当社では、明治安田生命グループの保険にご加入いただいているお客さまから取得するマイナンバーの大部分を取り扱います。具体的には、お客さまが手書きで記入したマイナンバーのデータ入力を行う作業などがあります。また、保険業務の特徴として書類の移送が多いことがあり、これはリスクの多い作業でもあります。そのため受渡しの記録、封印のチェックなど、基本的な作業を再確認することが重要でした。

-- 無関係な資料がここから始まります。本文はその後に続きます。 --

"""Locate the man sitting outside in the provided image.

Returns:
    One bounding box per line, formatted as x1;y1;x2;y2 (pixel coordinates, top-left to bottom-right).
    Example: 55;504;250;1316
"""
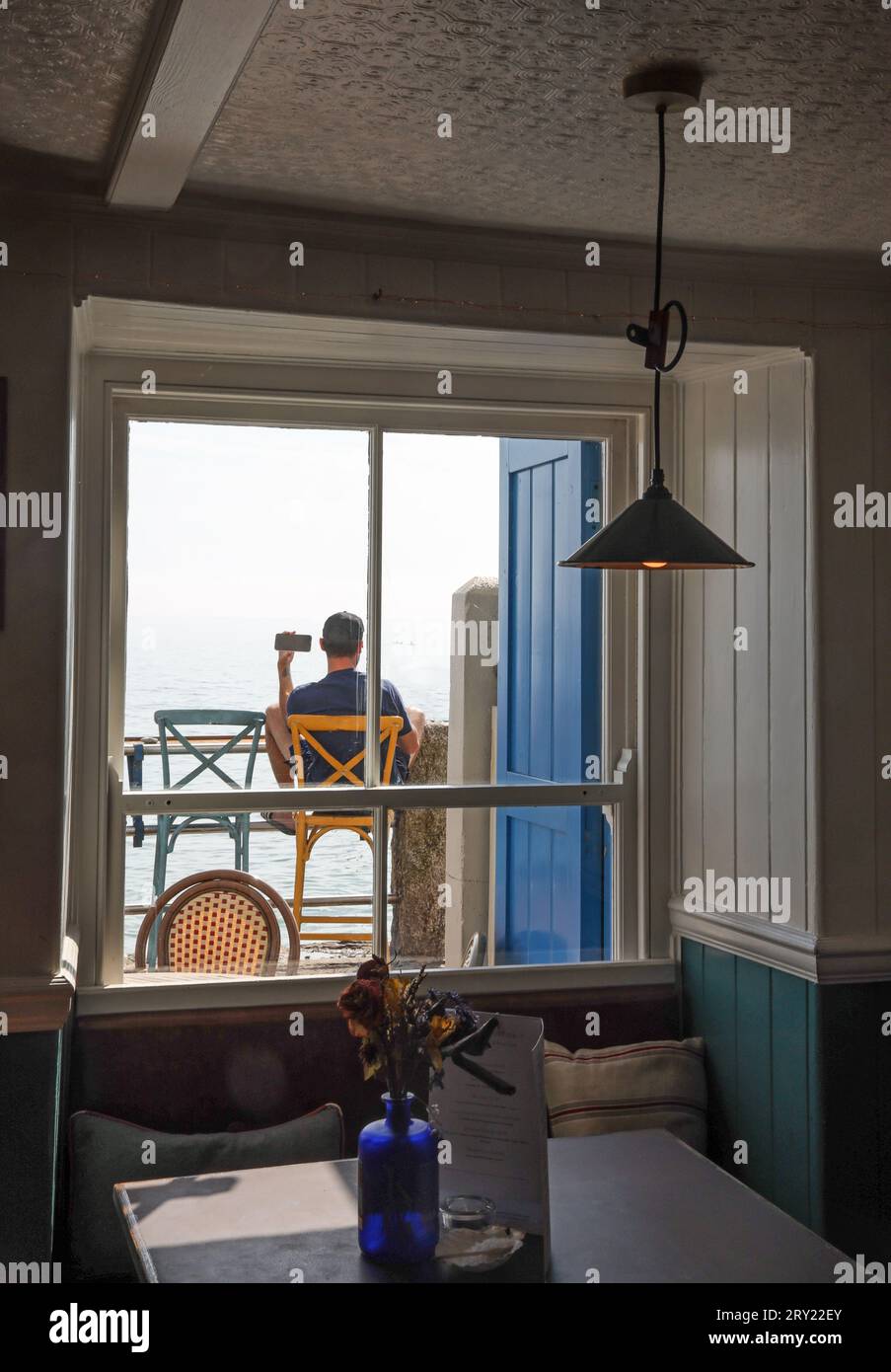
263;609;425;834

注意喚起を繰り返し、みんなで意識をさらに一段高いレベルに持っていくことで、大きな混乱もなく業務を遂行することができています。

重責を伴う業務への対応力の高さがうかがえますね

やはりPマーク取得以降、厳正な取扱いを継続してきた下地があることは強みとなっているのではないかと思います。マイナンバーだけでなく、当社の受託業務ではデジタル化が進まない業務やシステム化されていない業務も多く、アナログで、より慎重な対応を求められる業務が数多くあります。ですから情報保護はもちろん、業務の品質を維持・向上していくためにも、不断の取組みが求められます。そんな中で社員一人ひとりが入社当時から社員教育を通じ、個人情報の取扱いなどについて正しい知識を身に着け、常に慎重かつ丁寧に行動してきたことが会社の対応力を培ってきたのではないでしょうか。

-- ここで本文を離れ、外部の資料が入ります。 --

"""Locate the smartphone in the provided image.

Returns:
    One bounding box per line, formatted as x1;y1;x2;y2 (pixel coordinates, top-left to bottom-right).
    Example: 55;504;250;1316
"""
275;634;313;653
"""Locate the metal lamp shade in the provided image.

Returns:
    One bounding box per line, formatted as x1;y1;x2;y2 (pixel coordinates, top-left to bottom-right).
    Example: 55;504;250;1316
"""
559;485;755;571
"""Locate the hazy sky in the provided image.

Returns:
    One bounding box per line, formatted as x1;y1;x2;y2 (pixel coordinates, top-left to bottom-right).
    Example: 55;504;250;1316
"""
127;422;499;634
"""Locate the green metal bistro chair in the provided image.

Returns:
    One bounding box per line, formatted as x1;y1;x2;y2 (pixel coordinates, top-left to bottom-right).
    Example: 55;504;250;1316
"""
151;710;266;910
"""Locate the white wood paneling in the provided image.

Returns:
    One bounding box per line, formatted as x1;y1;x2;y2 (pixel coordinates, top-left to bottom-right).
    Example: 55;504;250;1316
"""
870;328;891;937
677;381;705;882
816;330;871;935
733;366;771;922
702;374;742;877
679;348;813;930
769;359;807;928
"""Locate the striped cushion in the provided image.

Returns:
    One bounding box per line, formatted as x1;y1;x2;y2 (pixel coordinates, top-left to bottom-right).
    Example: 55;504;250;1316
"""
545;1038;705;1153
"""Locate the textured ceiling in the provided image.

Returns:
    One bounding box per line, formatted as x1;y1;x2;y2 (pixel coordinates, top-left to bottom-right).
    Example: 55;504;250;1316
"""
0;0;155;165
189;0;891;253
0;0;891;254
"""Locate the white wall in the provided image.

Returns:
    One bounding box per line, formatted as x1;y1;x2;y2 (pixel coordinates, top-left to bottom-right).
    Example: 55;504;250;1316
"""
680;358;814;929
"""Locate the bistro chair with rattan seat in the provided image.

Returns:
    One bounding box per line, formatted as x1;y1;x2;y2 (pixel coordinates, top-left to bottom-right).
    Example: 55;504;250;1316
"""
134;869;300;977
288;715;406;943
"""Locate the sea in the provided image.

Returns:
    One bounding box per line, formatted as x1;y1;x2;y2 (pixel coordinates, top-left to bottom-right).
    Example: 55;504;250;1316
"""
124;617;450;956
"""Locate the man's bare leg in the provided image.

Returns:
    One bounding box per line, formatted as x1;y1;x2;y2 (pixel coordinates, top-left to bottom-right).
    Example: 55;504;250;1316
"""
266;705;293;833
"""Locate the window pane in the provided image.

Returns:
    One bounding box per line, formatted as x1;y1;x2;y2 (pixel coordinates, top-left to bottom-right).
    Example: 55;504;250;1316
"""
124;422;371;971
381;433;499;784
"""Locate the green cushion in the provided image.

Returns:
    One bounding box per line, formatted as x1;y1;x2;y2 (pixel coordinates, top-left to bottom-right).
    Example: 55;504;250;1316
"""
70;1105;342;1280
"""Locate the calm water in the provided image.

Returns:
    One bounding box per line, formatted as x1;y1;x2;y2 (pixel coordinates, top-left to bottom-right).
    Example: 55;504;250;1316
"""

明治安田生命グループには各グループ会社内の小集団活動が活発で優れている会社を表彰する制度があります。当社でも部署内にいくつかのチームを作り、情報管理に関することや業務の効率化、働き方改革など、さまざまなテーマで年間活動に取り組んでいます。当社は14年連続で表彰を受けていますが、これは簡単なことではありません。このようなボトムアップ活動に社員が積極的に力を入れて取組めるのも、長年の積み重ねによって作られた風土だと思います。

さまざまなアイデアで情報保護に関する注意喚起、意識付け

現状の課題と、それに対する対応策などがありましたら教えてください

マイナンバーもそうですが、個人情報保護法改正やJIS Q 15001改正など、時代や環境の変化への迅速な対応と体制整備が大きな課題のひとつです。受託業務が幅広く、部門ごとに取り扱う情報の内容や量に差があるため、各部署における個人情報取扱いの流れを把握し、対応することには相当の労力を必要とします。

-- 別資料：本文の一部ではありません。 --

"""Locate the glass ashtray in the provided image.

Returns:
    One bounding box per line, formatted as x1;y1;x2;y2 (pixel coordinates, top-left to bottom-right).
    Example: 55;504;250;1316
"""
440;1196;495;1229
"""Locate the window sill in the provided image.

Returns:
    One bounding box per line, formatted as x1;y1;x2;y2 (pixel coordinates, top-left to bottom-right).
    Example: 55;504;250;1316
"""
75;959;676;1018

それでも、PMSの運用に関しては丁寧かつ地道な取組みを続けるしかありません。例えば、データ入力作業などの事務におけるヒューマンエラーを未然に防ぐために、ヒヤリハット事例やミスタッチの傾向などをまとめたヒント集を作成・配布し、確認を促すなども取組みのひとつですし、情報セキュリティ10ヶ条が記載された携行カードは、意識付けのために従業員みんなが常に持ち歩いています。今後もさまざまな取組みを通して、築き上げてきた信頼を守ること、会社全体の品質をより向上していくことをめざしていきたいと思います。